GGUFSolver is a question-answering module that utilizes GGUF models to provide responses to user queries. This solver streams utterances for real-time interaction and is built on the ovos_plugin_manager.templates.solvers.QuestionSolver framework.

Features

  • Supports loading GGUF models from local files or remote repositories.
  • Streams partial responses for improved interactivity.
  • Configurable persona and verbosity settings.
  • Capable of providing spoken answers.

Configuration

GGUFSolver requires a configuration dictionary. The configuration should at least specify the model to use. Here is an example configuration:

cfg = {
    "model": "TheBloke/notus-7B-v1-GGUF",
    "remote_filename": "*Q4_K_M.gguf"
}
  • model: The identifier for the model. It can be a local file path or a repository ID for a remote model.
  • n_gpu_layers: how many layer to offload to GPU, -1 to offload all. default 0
  • remote_filename: The specific filename to load from a remote repository.
  • chat_format: (Optional) Chat formatting settings.
  • verbose: (Optional) Set to True for detailed logging.
  • persona: (Optional) Persona for the system messages. Default is "You are a helpful assistant who gives short factual answers".
  • max_tokens: (Optional) Maximum tokens for the response. Default is 512.

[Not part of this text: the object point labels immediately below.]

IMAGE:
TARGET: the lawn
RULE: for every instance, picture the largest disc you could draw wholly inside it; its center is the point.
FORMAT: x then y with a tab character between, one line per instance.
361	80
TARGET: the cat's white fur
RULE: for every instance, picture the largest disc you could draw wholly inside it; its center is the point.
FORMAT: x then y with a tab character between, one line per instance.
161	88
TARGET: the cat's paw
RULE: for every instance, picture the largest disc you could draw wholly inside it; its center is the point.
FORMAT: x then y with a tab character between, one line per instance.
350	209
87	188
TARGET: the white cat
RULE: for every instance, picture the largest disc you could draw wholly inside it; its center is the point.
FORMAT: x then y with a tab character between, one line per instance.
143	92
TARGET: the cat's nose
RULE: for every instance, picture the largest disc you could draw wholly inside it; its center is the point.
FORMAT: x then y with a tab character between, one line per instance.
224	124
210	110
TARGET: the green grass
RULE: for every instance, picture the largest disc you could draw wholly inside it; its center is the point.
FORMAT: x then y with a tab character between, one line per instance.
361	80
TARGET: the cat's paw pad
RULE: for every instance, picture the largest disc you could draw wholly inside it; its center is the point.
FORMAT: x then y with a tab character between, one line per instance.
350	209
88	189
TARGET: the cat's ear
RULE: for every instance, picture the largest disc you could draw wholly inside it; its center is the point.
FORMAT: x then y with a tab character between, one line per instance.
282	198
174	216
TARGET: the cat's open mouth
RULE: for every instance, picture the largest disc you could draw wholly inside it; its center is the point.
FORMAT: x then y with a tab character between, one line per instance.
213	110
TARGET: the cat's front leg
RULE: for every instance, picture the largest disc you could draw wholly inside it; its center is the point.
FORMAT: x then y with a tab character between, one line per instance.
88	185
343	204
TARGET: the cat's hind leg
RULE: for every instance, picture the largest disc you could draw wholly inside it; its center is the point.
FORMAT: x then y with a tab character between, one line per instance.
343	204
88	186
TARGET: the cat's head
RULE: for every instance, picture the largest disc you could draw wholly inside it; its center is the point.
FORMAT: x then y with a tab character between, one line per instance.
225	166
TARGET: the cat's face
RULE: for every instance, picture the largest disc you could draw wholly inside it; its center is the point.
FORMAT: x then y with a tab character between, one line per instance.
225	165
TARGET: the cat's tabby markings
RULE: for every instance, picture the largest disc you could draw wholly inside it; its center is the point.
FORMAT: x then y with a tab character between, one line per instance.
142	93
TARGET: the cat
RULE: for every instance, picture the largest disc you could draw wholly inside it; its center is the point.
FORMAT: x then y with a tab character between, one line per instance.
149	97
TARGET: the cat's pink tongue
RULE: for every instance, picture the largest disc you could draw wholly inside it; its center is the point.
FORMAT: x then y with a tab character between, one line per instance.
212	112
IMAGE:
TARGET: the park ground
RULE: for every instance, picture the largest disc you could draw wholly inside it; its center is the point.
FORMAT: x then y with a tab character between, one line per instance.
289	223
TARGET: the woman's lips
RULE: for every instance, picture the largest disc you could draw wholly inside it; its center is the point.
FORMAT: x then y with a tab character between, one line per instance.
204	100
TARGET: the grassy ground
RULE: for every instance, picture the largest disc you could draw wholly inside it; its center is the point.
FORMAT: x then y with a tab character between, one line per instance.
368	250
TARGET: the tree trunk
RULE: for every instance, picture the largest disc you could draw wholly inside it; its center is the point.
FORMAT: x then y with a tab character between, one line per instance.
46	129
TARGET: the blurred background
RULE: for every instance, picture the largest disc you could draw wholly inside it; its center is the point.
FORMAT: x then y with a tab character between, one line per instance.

NOTE: for GPU support llama.cpp needs to be compiled with

CMAKE_ARGS="-DGGML_CUDA=on" FORCE_CMAKE=1 pip install llama-cpp-python --force-reinstall --no-cache-dir

Usage

Initializing the Solver

from ovos_gguf_solver import GGUFSolver
from ovos_utils.log import LOG

LOG.set_level("DEBUG")

cfg = {
    "model": "TheBloke/notus-7B-v1-GGUF",
    "remote_filename": "*Q4_K_M.gguf"
}

solver = GGUFSolver(cfg)

Streaming Utterances

Use the stream_utterances method to stream responses. This is particularly useful for real-time applications such as voice assistants.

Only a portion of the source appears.